The Central Zoo Authority has cautioned Odisha's Forest and Environment Department to consider provisions of the National Zoo Policy, 1998 before taking any decision to shift tigress 'Sundari' to the Nandankanan Zoological Park.
'Sundari' is to be shifted to Nandankanan Zoo as she had allegedly killed at least two persons in the Satkosia Wildlife Sanctuary, Odisha Forest and Environment Minister Bijayshree Routray has said.
The Central Zoo Authority wrote to the Odisha government in response to a complaint filed by wildlife activist Ajay Dubey who termed the state's decision to transfer the tigress to Nandankanan Zoo as unlawful.

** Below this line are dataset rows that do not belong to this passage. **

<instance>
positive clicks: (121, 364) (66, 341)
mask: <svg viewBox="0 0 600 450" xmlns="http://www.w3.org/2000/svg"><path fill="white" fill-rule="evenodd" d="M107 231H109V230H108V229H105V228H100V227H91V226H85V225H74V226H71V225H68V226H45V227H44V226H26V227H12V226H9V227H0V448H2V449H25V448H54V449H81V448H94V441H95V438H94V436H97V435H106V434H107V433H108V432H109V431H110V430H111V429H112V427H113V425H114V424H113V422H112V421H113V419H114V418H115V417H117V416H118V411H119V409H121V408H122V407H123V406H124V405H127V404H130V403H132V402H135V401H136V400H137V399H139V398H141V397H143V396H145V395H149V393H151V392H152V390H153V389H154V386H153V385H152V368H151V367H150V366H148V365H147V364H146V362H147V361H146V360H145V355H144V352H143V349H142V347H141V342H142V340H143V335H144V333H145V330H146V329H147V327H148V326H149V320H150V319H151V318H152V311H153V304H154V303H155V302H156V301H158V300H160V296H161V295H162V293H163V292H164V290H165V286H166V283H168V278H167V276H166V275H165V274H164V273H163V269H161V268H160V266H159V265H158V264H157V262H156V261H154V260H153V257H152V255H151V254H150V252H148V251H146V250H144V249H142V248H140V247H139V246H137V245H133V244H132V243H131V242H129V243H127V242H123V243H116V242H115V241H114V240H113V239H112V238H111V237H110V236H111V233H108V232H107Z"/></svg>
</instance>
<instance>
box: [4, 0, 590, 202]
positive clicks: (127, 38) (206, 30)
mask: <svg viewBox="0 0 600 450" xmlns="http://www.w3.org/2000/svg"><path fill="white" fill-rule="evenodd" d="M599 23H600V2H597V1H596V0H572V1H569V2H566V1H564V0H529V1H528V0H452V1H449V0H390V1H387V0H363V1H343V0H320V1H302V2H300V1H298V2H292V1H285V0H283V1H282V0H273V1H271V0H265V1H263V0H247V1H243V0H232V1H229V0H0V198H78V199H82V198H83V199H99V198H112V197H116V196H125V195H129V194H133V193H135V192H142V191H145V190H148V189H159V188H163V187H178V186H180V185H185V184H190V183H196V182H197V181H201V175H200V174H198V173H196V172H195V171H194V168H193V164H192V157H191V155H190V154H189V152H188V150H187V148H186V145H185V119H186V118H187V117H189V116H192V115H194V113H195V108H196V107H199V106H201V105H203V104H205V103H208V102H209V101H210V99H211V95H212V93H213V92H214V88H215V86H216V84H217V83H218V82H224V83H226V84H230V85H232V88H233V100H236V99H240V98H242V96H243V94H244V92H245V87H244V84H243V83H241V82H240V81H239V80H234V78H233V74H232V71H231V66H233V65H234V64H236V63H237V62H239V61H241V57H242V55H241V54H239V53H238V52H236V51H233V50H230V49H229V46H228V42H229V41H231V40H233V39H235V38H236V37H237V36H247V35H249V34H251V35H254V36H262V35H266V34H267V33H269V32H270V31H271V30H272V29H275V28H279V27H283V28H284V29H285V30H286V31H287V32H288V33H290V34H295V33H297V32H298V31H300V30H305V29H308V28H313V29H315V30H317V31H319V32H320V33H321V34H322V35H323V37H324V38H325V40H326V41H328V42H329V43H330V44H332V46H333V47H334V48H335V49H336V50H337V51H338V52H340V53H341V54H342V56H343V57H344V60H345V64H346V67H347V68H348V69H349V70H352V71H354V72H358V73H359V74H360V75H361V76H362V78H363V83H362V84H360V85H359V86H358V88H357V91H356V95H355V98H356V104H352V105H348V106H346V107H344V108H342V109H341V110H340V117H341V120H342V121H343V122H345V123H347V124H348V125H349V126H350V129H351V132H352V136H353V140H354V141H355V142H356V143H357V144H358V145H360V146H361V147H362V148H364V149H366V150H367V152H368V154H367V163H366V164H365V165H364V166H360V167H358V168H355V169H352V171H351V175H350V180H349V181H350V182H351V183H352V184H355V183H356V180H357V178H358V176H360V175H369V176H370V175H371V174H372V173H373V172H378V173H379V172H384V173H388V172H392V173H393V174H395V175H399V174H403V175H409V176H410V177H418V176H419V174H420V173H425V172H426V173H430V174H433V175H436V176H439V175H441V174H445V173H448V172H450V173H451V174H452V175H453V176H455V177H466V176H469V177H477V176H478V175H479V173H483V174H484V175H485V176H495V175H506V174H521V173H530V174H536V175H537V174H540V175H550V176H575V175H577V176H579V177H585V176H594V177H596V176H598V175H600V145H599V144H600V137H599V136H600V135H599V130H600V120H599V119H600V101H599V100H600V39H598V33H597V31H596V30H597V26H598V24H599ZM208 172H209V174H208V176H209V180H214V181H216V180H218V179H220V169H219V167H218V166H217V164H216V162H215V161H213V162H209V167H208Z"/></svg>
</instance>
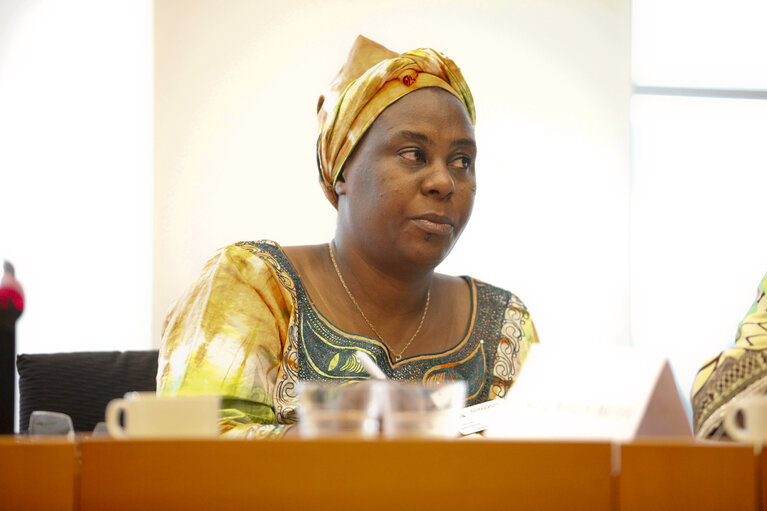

National Zoo Authority Member Secretary D N Singh in a letter to Odisha Principal Chief Conservator of Forest (Wildlife) Sandeep Tripathy said, "Except for obtaining founder animals for approved breeding programme and infusion of new blood into inbred groups, no zoo can collect animals from the wild."
Tripathy had said that a high-level committee comprising experts from the National Tiger Conservation Authority, the Wildlife Institute of India and the state Forest and Environment Department will observe the behaviour of the tigress inside the enclosure at Raiguda for three days and then take a decision on its relocation.
Meanwhile, the forest officials have successfully tranquilised the tigress inside the Satkosia sanctuary.
'Sundari' was brought from the Bandhavgarh Tiger Reserve in Madhya Pradesh and released into the enclosure at Raiguda in the core area of the Satkosia Wildlife Sanctuary on June 18. She was later released into the wild on August 18.